Despite its persistent divisions, the insurgency continued to mature into a fighting force increasingly able to challenge Government control of the country and to strike at strategic targets, such as oil fields and airports. In the northern and central provinces, these groups extended their control over increasing swathes of territory, while struggling in the southern and coastal governorates.
As a bulwark against encroaching violence, local residents in some areas have formed ‘Popular Committees’, reportedly to protect their neighbourhoods against anti-Government armed groups and criminal gangs. Some appear to have been trained and armed by the Government. According to defectors, the ranks of Popular Committees mirror the ethnic, religious and class composition of the neighbourhoods they protect. There are reports that some Popular Committees have supported Government forces during military operations as an auxiliary militia. Their presence has been documented across Syria, where at times they are alleged to be participating in house-to-house searches, identity checks, mass arrests, looting and acting as informants. Witnesses frequently describe these groups as Shabbiha [ghosts].
Jaysh al-Sha'bi and the Shabiha are militias that had been instrumental in the Asad regime’s campaign of terror and violence against the citizens of Syria.

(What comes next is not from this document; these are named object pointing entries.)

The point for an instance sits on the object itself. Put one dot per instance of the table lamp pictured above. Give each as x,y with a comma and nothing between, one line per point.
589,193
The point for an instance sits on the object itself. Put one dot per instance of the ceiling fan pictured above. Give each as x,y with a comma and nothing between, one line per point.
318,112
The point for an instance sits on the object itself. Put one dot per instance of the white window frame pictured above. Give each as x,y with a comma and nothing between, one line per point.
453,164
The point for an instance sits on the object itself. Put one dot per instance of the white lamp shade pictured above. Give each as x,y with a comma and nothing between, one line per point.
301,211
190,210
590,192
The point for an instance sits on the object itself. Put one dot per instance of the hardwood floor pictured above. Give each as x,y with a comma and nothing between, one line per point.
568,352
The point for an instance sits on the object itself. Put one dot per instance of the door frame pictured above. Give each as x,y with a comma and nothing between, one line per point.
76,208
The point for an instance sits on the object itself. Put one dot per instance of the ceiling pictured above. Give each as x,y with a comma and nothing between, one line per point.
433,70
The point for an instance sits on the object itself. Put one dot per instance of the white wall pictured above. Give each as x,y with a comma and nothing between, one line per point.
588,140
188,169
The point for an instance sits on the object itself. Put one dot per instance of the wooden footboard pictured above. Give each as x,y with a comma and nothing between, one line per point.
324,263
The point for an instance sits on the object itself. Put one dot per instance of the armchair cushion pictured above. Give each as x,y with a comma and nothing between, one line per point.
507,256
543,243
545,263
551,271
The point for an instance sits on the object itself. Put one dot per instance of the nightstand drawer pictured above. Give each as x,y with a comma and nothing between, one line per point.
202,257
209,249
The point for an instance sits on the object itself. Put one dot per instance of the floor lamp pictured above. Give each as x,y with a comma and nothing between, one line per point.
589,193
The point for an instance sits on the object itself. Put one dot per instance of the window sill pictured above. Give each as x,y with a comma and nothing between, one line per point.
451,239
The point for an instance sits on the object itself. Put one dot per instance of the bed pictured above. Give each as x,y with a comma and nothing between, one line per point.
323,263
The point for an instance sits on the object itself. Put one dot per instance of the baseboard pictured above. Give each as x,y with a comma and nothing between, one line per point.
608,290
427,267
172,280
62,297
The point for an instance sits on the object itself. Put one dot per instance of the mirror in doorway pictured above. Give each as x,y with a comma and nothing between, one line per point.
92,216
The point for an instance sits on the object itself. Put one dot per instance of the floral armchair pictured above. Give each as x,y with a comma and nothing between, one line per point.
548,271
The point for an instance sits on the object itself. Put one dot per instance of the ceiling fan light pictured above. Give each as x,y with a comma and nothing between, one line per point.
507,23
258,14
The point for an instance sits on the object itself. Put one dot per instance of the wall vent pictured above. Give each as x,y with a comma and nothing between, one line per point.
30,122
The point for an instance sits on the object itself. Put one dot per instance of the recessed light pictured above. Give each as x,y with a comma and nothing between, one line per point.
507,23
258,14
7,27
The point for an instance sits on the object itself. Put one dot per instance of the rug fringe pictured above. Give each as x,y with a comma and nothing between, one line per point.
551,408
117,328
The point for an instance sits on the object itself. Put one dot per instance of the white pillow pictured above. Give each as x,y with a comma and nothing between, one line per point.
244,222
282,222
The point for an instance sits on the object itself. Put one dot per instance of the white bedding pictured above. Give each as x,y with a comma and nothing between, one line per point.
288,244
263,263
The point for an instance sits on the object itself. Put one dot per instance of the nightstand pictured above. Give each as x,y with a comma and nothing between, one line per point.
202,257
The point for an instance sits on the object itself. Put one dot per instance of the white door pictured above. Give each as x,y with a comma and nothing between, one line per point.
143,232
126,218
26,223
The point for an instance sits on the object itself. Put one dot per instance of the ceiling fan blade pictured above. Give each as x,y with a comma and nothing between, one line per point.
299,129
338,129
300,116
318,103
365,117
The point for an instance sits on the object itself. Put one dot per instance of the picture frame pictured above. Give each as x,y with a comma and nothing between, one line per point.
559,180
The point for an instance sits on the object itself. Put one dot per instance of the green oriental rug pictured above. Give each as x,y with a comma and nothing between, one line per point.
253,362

Jaysh al-Sha’bi was created, and continues to be maintained, with support from Iran and Hizballah and is modeled after the Iranian Basij militia, which has proven itself effective at using violence and intimidation to suppress political dissent within Iran. In a disturbing and dangerous trend, mass killings allegedly perpetrated by Popular Committees have at times taken on sectarian overtones.
Violence increased dramatically in and around major cities, in particular Damascus and Aleppo, where anti-Government fighters advanced to neighborhoods close to the cities’ centers. Mounting tensions led to armed clashes between different armed groups along a sectarian divide. Such incidents took place in mixed communities or where armed groups had attempted to take hold of areas predominantly inhabited by pro-Government minority communities. Some minority communities, notably the Alawites and Christians, formed armed self-defence groups to protect their neighbourhoods from anti-Government fighters by establishing checkpoints around these areas. Some of those local groups, known as Popular Committees, are said to have participated alongside Government forces in military operations.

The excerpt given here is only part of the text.